Diversification to Europe and Africa

Uncertainty over AGOA is pushing some African manufacturers to pursue Europe as an alternative to the US, though the shift is far from straightforward.
“The American market is more volume driven; the European market is smaller quantities and more fashion and quality-driven,” states Mbonyumutwa, adding that switching markets demands different skills and standards.
European diversification often brings with it smaller order sizes, higher product complexity, and more stringent traceability and sustainability demands, as well as shorter lead times. While this is good for some factories, it’s impossible for others built for big US ‘basic’ apparel programmes.
Guesh says the post‑AGOA reality forced her to accelerate Europe-facing moves. But opening a showroom in Germany and attending trade fairs in Italy were steps that required budgets, time and relationships she says many SMEs don’t have.
Mbonumutwa and others believe the African Continental Free Trade Area (AfCFTA) deal is a promising opportunity to ease reliance on exports beyond the region. In practice, though, since ratification in 2021, implementation remains uneven and only a subset of countries are actively trading under it, with major obstacles including infrastructure gaps, border delays, and bureaucracy slowing it down.

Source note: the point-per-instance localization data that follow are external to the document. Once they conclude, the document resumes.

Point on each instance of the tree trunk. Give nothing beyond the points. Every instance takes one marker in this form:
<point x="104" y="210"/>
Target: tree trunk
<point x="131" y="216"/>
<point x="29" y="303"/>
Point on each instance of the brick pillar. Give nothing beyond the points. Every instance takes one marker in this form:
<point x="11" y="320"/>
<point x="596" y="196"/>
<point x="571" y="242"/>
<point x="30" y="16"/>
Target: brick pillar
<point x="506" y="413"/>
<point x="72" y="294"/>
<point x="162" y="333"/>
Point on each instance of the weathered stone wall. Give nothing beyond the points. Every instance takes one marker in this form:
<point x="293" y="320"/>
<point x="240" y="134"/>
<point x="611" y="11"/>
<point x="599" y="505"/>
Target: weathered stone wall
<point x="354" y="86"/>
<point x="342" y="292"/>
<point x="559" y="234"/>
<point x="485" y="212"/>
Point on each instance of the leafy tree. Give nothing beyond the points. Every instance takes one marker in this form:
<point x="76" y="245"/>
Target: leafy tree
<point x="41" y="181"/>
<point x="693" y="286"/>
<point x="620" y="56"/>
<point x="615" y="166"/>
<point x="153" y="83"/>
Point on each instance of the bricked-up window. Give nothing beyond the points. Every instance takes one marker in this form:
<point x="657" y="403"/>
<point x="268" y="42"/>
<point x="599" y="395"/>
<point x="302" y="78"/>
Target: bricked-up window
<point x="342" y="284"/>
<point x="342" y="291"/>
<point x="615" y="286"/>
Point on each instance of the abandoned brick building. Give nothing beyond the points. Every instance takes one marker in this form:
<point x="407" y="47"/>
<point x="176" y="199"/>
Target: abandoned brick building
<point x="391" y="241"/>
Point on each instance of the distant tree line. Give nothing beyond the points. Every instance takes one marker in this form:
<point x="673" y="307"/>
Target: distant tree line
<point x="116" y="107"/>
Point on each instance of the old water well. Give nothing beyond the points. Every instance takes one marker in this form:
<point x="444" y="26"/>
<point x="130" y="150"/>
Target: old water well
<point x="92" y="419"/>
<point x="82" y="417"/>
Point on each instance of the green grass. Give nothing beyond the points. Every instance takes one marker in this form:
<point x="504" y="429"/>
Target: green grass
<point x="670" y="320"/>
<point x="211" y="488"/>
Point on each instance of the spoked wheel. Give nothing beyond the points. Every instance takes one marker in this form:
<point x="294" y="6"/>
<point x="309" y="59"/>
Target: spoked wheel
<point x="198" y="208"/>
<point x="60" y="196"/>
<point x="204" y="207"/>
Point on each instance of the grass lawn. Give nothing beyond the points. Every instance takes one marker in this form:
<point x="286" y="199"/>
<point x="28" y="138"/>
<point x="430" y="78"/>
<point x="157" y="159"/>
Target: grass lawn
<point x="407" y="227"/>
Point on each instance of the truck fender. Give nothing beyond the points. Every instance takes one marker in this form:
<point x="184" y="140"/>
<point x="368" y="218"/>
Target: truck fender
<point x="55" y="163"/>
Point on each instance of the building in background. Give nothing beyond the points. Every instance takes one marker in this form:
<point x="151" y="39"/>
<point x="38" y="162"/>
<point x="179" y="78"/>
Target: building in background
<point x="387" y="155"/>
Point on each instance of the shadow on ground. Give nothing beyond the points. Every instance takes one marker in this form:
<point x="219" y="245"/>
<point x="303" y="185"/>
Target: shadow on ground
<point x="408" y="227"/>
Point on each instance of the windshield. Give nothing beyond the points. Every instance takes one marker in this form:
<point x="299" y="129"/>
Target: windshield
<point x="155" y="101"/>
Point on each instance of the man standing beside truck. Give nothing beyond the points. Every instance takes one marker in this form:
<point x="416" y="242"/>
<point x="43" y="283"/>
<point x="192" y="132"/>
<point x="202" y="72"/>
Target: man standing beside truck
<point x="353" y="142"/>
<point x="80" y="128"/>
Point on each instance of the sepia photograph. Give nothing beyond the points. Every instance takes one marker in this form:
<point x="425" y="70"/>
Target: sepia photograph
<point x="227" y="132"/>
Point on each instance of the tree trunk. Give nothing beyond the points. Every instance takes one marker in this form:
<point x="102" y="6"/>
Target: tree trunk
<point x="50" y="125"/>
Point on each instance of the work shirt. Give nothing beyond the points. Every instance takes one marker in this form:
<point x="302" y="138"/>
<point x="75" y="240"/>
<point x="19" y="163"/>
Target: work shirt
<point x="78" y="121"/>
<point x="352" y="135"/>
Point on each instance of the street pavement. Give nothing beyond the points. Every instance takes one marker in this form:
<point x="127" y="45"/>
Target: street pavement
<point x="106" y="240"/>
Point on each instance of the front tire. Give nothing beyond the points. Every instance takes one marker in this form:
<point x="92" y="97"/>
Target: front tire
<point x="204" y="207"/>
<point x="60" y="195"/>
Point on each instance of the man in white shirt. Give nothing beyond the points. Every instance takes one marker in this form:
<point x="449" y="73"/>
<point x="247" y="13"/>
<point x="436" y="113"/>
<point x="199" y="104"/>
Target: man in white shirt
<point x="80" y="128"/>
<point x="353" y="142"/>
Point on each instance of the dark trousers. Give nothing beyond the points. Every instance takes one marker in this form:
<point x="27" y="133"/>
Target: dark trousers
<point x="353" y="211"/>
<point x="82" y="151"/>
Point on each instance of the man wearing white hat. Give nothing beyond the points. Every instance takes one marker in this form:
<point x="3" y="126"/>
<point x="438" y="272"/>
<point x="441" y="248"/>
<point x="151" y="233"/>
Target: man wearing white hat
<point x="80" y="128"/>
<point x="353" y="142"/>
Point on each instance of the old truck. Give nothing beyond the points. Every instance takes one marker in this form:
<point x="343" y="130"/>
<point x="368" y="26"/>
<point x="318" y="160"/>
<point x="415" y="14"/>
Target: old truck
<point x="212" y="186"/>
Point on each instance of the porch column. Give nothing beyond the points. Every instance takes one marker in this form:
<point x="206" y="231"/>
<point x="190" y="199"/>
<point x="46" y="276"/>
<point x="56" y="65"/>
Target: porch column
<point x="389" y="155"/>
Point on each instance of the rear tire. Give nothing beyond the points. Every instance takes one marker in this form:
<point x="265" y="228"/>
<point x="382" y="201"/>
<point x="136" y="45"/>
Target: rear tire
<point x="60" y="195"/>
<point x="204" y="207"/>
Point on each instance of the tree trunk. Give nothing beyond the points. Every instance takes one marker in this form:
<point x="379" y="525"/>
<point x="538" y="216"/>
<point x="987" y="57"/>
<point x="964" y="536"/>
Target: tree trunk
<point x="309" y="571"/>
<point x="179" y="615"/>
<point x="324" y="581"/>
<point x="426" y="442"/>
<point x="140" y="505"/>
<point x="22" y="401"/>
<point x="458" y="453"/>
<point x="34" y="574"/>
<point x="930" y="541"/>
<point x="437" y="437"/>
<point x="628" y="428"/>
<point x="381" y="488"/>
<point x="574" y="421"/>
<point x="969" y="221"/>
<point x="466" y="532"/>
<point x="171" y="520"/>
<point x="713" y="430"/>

New manufacturing bets in West Africa — such as Arise IIP’s construction of industrial parks housing textile mills and garment factories in Benin and Nigeria — aim to build vertical cotton-to-garment capacity, but they are long-term plays that won’t quickly relieve the strain in existing hubs.
Third-Country Fabric Provisions

A key facet of AGOA is the third-country fabric provision available to US-determined “less developed” nations, which include Lesotho, Kenya and Madagascar. The provision means that garments from those nations can qualify as duty-free, even if the fabric used is imported.

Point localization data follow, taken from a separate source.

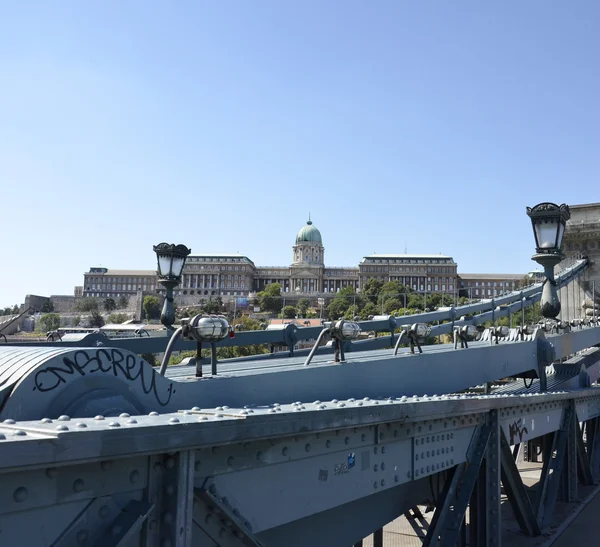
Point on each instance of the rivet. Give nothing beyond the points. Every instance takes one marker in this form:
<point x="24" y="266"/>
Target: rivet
<point x="51" y="472"/>
<point x="20" y="494"/>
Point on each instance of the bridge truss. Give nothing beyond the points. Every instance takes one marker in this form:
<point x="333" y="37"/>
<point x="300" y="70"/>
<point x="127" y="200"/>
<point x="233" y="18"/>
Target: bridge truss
<point x="98" y="449"/>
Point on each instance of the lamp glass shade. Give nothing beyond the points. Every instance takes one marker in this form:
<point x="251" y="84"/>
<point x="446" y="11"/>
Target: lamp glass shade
<point x="177" y="266"/>
<point x="164" y="265"/>
<point x="546" y="232"/>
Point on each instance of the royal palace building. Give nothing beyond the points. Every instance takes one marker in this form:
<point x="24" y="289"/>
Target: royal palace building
<point x="236" y="275"/>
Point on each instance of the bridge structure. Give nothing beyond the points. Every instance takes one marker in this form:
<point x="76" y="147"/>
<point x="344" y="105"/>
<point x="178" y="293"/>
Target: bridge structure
<point x="99" y="448"/>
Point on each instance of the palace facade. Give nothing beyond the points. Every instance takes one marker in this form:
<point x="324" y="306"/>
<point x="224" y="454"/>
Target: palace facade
<point x="236" y="275"/>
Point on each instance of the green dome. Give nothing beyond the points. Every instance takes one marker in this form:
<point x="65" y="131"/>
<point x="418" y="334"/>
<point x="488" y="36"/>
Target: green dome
<point x="309" y="233"/>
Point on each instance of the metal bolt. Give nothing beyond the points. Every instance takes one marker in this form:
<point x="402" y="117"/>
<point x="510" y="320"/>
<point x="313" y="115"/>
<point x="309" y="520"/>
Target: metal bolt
<point x="51" y="472"/>
<point x="20" y="494"/>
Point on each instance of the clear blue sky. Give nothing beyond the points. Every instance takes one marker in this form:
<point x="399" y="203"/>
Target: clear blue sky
<point x="222" y="124"/>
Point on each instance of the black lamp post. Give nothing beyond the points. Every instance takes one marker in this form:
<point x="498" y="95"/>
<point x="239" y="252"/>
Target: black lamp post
<point x="548" y="221"/>
<point x="170" y="259"/>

Hughes says that the provision “has been critical for apparel production on the continent” because much of Africa still lacks sufficient upstream textile capacity, “especially in synthetics.”
US International Trade Commission data from 2021 found that over 98 percent of AGOA apparel imports used the third‑country fabric provision. But dependence on the provision is a sector design fault of AGOA’s making, according to Maiden, Mbonyumutwa and Dolat.
“We have seen a tension that exists between the local textile and apparel ecosystem, versus EPZ (export processing zone) facilities,” says Dolat, who contends that EPZs are “set up to service an international client and remain extremely closed off to the local market and local designers, because all they’re seeking to service are international orders.”
Maiden questions whether the prevailing model of “mass-production for export from imported fabrics” is structurally “broken”, arguing that it incentivises low-value cut‑make‑trim operations delivering limited domestic tax benefits while still exposing workers to volatility. She likens Washington’s efforts to revive AGOA to “putting a plaster on a broken leg.”
Even if Washington reinstates AGOA, suppliers and brands will treat US access to Africa as unreliable and continue to diversify. As Mbonyumutwa puts it: “we really want to build an industry that will not be dependent on those trade agreements anymore.”